Although Arch Linux [1] is one of the more influential distributions, it is organized to operate with a minimum of structure. Its structure has two basic tenets: First, "Anyone should be free to contribute to any aspect of the distribution;" second, "Decisions concerning a particular project should be made by people actively involved in that project." Conflicts are resolved through discussion until consensus is reached.

If consensus cannot be reached, the Project Leader steps in to make the final decision. The Project Leader also represents Arch in legal and publicity matters. For 13 years, the Project Leader was Aaron Griffin (aka "phrakture,"), but in 2020 Griffin stepped down and was replaced in an election by Levente Polyak (aka "anthraxx"). At the same time, a structural change limited the Project Leader's term to two years and also defined the role as whatever "is determined by a vote among eligible members of the Arch Linux Team."

Other official contributors sometimes overlap, but this group includes Developers, Trusted Users (managers of the community repositories), and Support Staff (managers of forums, wikis, IRC channels, and bug ports.) People in all three categories are eligible to vote for Project Leader, but Developers may veto the results within 14 days after they are announced, in which case the candidate who finished second becomes Project Leader. Despite this new structure, Arch remains a simply governed distro, with similar principles to Debian, but with a less formal structure.

Bodhi Linux

Bodhi [2] is the sort of small distro many people still imagine when they think of Linux. Currently, the project is led by Robert Wiley. "In a way," Wiley says in a private email, "[I] have the freedom to make what changes and choices I want but I would be reluctant to do so without full consensus and support from all active team members." The team currently consists of one other developer and another four who handle system administration, web development, and the forums. In addition, there are several regular forum members who sometimes contribute suggestions.
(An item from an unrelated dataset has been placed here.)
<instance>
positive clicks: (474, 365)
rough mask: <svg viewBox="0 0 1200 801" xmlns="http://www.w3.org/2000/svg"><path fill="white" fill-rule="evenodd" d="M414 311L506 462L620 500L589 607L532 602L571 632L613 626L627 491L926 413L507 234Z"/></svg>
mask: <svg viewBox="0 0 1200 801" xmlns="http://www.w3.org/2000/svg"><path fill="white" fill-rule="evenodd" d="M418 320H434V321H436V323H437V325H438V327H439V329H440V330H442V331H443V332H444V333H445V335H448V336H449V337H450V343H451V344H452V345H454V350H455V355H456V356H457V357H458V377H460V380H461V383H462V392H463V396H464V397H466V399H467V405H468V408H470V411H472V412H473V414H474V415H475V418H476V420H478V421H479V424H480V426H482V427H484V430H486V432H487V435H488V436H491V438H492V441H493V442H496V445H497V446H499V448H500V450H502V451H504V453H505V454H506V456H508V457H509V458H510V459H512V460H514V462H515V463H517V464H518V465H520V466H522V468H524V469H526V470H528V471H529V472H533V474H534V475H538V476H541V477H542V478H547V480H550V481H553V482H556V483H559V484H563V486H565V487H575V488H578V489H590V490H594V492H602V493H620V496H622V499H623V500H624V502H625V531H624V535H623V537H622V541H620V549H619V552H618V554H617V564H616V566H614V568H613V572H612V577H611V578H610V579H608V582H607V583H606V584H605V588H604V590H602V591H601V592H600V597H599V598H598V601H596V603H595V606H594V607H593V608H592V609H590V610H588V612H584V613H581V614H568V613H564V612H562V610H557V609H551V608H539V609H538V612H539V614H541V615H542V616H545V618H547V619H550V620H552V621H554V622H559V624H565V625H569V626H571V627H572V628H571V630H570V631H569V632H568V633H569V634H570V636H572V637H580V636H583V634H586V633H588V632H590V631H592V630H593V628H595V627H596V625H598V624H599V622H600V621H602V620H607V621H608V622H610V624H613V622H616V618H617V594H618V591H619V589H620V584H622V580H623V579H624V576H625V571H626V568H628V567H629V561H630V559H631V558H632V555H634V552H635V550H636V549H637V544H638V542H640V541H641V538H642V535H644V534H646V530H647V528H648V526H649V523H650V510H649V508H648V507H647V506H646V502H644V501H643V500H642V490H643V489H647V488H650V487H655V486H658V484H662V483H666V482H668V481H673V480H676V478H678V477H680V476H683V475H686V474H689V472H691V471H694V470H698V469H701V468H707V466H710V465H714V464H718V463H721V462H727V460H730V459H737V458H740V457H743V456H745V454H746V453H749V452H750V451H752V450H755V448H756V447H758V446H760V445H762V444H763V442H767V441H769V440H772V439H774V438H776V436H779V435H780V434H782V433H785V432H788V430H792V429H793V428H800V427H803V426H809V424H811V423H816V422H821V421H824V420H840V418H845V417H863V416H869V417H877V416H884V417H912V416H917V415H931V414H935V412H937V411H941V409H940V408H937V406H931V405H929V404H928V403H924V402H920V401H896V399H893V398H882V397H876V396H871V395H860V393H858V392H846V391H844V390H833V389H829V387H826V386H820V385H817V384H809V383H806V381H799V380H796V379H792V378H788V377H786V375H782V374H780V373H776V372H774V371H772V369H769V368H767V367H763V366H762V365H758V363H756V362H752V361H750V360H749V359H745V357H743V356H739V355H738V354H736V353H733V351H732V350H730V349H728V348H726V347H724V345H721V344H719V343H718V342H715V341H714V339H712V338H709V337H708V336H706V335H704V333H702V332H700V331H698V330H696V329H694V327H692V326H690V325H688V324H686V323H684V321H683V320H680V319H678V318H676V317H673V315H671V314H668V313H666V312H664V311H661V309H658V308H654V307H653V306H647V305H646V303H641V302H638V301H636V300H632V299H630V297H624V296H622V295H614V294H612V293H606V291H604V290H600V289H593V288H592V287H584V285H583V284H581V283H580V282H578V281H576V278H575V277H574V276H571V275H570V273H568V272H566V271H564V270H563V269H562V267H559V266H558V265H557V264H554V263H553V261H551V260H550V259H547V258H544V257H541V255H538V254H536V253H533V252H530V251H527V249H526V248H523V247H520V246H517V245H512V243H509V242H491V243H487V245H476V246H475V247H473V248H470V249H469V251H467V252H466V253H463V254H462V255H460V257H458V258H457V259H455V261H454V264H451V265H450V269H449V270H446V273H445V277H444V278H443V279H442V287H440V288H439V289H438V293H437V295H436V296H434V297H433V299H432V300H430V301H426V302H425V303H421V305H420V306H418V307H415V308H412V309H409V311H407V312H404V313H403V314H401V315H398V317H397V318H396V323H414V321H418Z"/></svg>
With such a small group, there is "hardly any need for formal governance or commit reviews. If we need to make a decision that is important enough we will talk it out via email or on Bodhi's Discord channel until we have full consensus," Wiley says. "I have often wondered what we would do if our community grew to such an extent we had to establish some formal rules for things like commits and decisions. I suppose that is something we will deal with if and when it ever becomes an issue."

Debian GNU/Linux

With over 1,300 maintainers and many more uncounted contributors, Debian [3] is probably the distribution that looks most like a corporation – although an unusual one in many aspects. It seems no accident that several Debian Leaders have gone on to become executives in major tech corporations.

Debian's Project Leader, who is elected each April as the official representative of the project, helps to coordinate development internally. However, the Devuan fork of Debian – and many others – argue that real authority in the project lies in the unelected Technical Committee and the FTP Masters, who are responsible for what is distributed. The Technical Committee, for example, is responsible for the adoption of systemd, while the FTP Masters can exercise considerable authority over when releases are made and such issues as which architectures are supported. In addition, numerous other teams oversee such tasks as publicity and the processing of new members.

Official Debian Maintainers and Debian Developers can vote on the Project Leader, as well as general resolutions about the direction of the project, which occur on an average of every 15 months or so. All elections use the Condorcet method [4] of tallying votes, in which each possible choice is compared against every other one. All this structure is detailed at length online and conforms to the principles of the Debian Social Contract [5], which prioritizes free software. The Debian repositories include sections for software that depends on proprietary software (contrib) and for proprietary software (non-free), but these are not enabled by default.